Friday, April 20, 2007

The Vine of Desire - Chitra Banerjee Divakaruni

Anju and Sudha are cousins and best friends since childhood, but their adult lives have taken different paths. In the sequel to Sister of my Heart, Sudha and her baby daughter come to California to stay with Anju and her husband, but the women cannot quite resume the close friendship of their childhood. Anju mourns the loss of her first child and struggles with her university classes. Sudha feels she is in the way, and is particulary anxious to avoid Anju's husband Sunil, who has treasured a secret passion for her since their double wedding - while Sunil pours all his stifled desire into tenderly caring for Sudha's infant. Such a precarious situation can't last... but what will happen to each relationship after the inevitable meltdown?

I liked this a bit less than Sister of my Heart, but I did appreciate seeing what the author envisioned for her characters' next steps.

(Not a Book) Fountains of Wayne's new CD: Traffic & Weather

Fountains of Wayne is one of the few bands that I have always been able to count on to consistently combine brilliant sound and clever lyrics. They first came to my attention when they opened for my then-favorite band, the Smashing Pumpkins, at my first-ever concert, way back in my mid-teens (okay, it was only 10 years ago). I enjoyed their first album, but then they dropped off my radar for several years, resurfacing in 2003 with their excellent third release, Welcome Interstate Managers. I caught up with their second album, Utopia Parkway (not my favorite, but it has some gems) and their B-sides collection, Out of State Plates. But it'd been three years since Plates came out and I was excited to hear about a new album coming...

I have not been let down. Traffic and Weather is just as good as Interstate Managers, and could end up being my favorite of their albums so far. I rarely like every song on an album, no matter who the artist is, but I have a pretty good success rate with the Fountains - about 90% play-throughs (as opposed to the ones where I press 'skip' ). The cover artwork is cute - a collage of graphic shapes in bright colors, and the CD booklet continues in the same vein. The art reflects the bright, shiny, catchy songs on the CD - perfectly put together, as usual. The Fountains manage to cover a wide range of musical styles as well - if I were more fluent in rock musical history, I'd be able to tell you which classic artists clearly influenced this or that song, but I can say that the songs sound strangely familiar, yet completely fresh.

As far as the lyrics, aside from their clever wordplay, quirky turns of phrase, and words fitted faultlessly to the music's rhythms, Fountains of Wayne has always had a special knack for adding just the right details to make their characters seem very real and relatable. They seem to have a special insight into the monotony of living in the nondescript suburbs, the daily grind of going to work at less-than-thrilling jobs, and the hassles of traveling for business (or pleasure). Specific cultural and regional references make the songs even more real.
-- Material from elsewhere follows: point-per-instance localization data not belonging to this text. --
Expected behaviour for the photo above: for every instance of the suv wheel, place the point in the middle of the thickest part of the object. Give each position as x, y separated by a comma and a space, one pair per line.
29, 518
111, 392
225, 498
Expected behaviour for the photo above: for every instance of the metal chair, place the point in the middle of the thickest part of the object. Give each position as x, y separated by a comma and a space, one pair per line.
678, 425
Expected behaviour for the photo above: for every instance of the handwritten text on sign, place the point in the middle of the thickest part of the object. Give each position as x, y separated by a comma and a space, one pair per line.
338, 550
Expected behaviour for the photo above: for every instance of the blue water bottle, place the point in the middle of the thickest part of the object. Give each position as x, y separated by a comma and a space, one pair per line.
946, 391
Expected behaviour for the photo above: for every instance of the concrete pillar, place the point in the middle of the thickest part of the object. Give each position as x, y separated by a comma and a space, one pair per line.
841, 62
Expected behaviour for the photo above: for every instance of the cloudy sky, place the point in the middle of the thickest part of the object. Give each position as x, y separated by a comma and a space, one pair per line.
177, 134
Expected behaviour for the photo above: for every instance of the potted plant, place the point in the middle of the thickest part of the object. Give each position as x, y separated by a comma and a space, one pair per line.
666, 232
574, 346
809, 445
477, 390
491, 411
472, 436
Fountains of Wayne gently reveal the vanity and illusion - as well as the poignancy - of the average person's hopes and dreams, with a little humor and empathy. The lonely twentysomething magazine staffer in "Someone to Love" takes her contacts out of her eyes and watches lame sitcoms instead of being out on the town, a tired waitress sips a diet soda after work, a weary couple try to recover their lost luggage, a delusional dude has big plans for his new used car, and a lazy but creative man fends off his impatient creditors... somehow the Fountains songsmiths make compelling stories out of these everyday people.
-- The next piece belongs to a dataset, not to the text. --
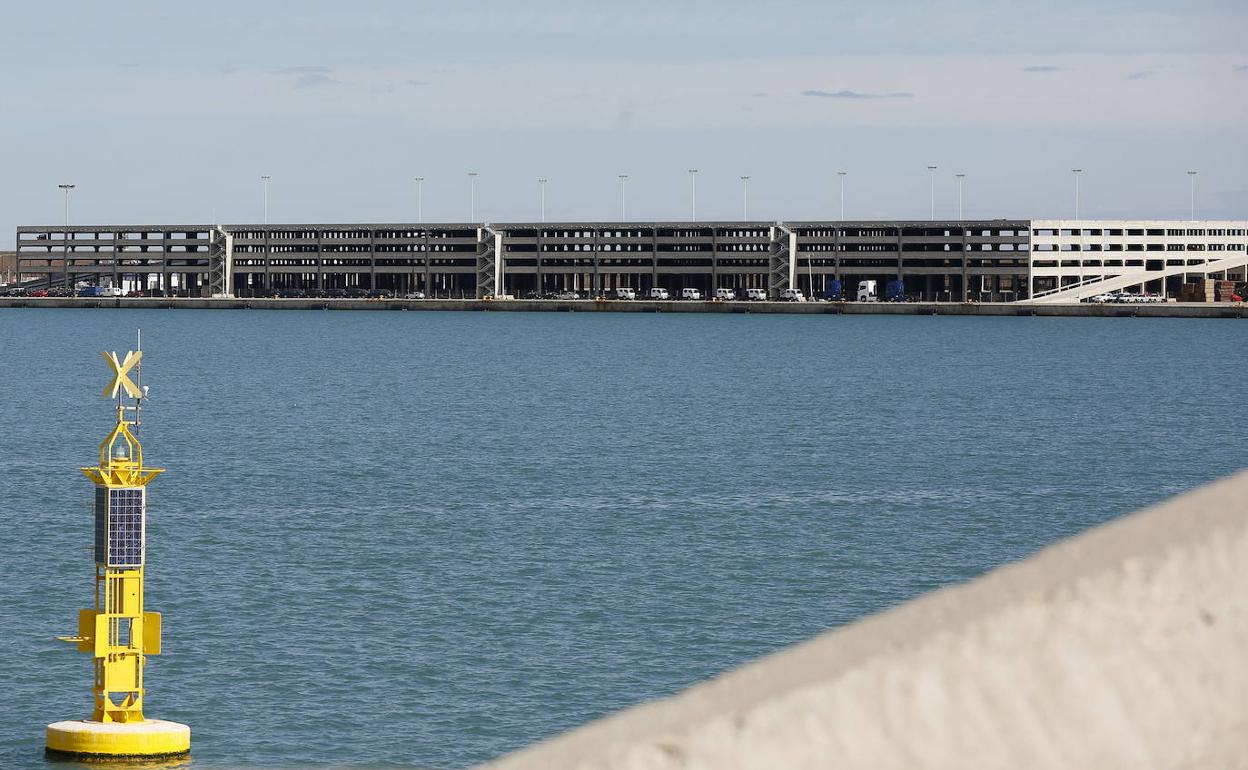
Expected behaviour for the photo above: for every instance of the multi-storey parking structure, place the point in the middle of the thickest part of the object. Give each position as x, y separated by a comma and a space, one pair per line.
992, 260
Currently, my favorite song is "New Routine," in which frustrated single people move around the globe trying to break out of the tired rut of their daily lives. They're missing something, though - in the song, the folks who seem the most content are the two old friends who meet every day in a diner, shooting the breeze, telling each other jokes "that they both know that they both know."

Other standouts (on a disc full of above-average tracks) include "Strapped for Cash," a humorous look at a terminally broke sleazeball (it reminded me of Heywood Banks, and I think it's the most musically interesting track on the album); "Fire in the Canyon," a beautiful, rolling, country-ish song with pretty harmonies woven together; "Hotel Majestic," about a band (wonder who?) on tour, complete with majestic hooks and perfectly placed hey heys; and "Yolanda Hayes," an ode to a mysteriously alluring DMV employee that starts out catchily enough, but builds to a horn-filled crescendo, asking "Who can you trust with your love these days?"